The minister writes… from our April 2025 newsletter

Dear friends,

Imagine, if you will, that you are one of the first witnesses to the Resurrection. Maybe you are one of the women, making your cheerless way to the tomb in the first splinters of dawn, carrying spices with which to anoint the dead body of Jesus, wondering what you will do about the large stone sealing the grave. You arrive to find it rolled back, to be greeted by angels, to be told the impossible, astonishing, wonderful news that he is not dead but lives! You’re scared; you’re bewildered but deep inside you a thrill is growing.

Or perhaps you are Mary Magdalene, gone to the garden to weep, the one thing you thought you could do for your Lord denied you, his body moved or stolen. Only to be greeted through a mist of tears by his beloved voice speaking your name. Told by him to go back with a message for the disciples you become the ‘apostle to the apostles.’

Maybe you are Peter or John, hearing the testimony of Mary and the other women, uncertain, disbelieving, yet knowing you must see for yourselves. You run to the tomb and there is the rolled-away stone, there are the discarded grave clothes. What can this mean? The truth stirs and awakens your grief-numbed hearts.

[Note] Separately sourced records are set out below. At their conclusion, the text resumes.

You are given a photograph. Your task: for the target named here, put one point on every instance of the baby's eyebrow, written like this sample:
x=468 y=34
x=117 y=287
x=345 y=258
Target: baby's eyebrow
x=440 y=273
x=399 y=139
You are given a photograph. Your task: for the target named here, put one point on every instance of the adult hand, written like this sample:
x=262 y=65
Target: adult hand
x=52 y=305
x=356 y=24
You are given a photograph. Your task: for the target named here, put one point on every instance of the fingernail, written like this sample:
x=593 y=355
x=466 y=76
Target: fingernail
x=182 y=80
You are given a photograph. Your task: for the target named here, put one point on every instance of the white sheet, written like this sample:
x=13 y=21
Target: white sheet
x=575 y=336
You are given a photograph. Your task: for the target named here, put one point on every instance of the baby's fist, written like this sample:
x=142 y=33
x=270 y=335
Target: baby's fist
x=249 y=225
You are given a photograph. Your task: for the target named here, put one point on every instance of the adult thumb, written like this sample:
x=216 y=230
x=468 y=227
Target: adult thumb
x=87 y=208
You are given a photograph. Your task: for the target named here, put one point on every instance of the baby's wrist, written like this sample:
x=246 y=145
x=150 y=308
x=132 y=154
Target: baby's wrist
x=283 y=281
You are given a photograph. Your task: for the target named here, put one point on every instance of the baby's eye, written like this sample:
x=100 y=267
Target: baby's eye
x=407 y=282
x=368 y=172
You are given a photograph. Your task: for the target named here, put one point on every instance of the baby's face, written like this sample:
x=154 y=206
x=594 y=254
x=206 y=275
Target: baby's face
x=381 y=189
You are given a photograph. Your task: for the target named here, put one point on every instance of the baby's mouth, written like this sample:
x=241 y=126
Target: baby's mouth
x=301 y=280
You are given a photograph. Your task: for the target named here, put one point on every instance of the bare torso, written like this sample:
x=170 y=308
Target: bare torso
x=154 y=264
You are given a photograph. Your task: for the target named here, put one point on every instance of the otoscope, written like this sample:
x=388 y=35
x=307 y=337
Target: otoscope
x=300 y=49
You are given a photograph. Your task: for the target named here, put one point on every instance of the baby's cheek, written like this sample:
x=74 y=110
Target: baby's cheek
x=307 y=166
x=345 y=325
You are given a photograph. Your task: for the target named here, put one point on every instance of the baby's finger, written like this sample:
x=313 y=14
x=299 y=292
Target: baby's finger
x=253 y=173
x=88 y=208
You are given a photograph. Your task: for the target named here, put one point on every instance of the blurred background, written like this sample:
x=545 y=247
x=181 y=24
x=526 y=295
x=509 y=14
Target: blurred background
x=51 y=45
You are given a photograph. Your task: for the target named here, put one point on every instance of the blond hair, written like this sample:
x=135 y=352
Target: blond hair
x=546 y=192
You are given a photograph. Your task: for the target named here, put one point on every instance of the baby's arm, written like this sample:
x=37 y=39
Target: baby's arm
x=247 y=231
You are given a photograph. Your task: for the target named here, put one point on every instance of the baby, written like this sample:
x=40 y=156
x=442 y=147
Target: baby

Or perhaps you are Thomas on that first Sunday evening, returning from your errand to a roomful of friends clamouring to tell you that they have seen Jesus. Oh, the bitterness of not having been there. Bitterness that becomes denial – it can’t be true, they’re wrong. Unless I see him for myself and touch his wounds, I won’t believe! Given just that opportunity a week later, you fall to your knees and from your lips comes the first proclamation of faith that will be echoed by millions of believers down the centuries: ‘My Lord and my God!’

We can’t be those witnesses for that was then, but we can still be witnesses. For we know the same truth that they learned that first Easter day – that the grave couldn’t hold him, that death was defeated by him, that the shackles of sin have been burst apart by Love. The first alleluias of Easter morning 2025 will sound from our lips as we come to worship and as we sing those uplifting hymns……. but don’t let them stay confined to the church. For the astonishing, soul-gladdening news of the Resurrection is not for us alone to rejoice in – it is for us to share. It is the Good News that distinguishes Christianity from every other faith, and it is news that can move hearts and transform lives. Let us make it count in our lives and in the lives of all we meet.

He is not dead, he is alive! Alleluia! Alleluia! Alleluia!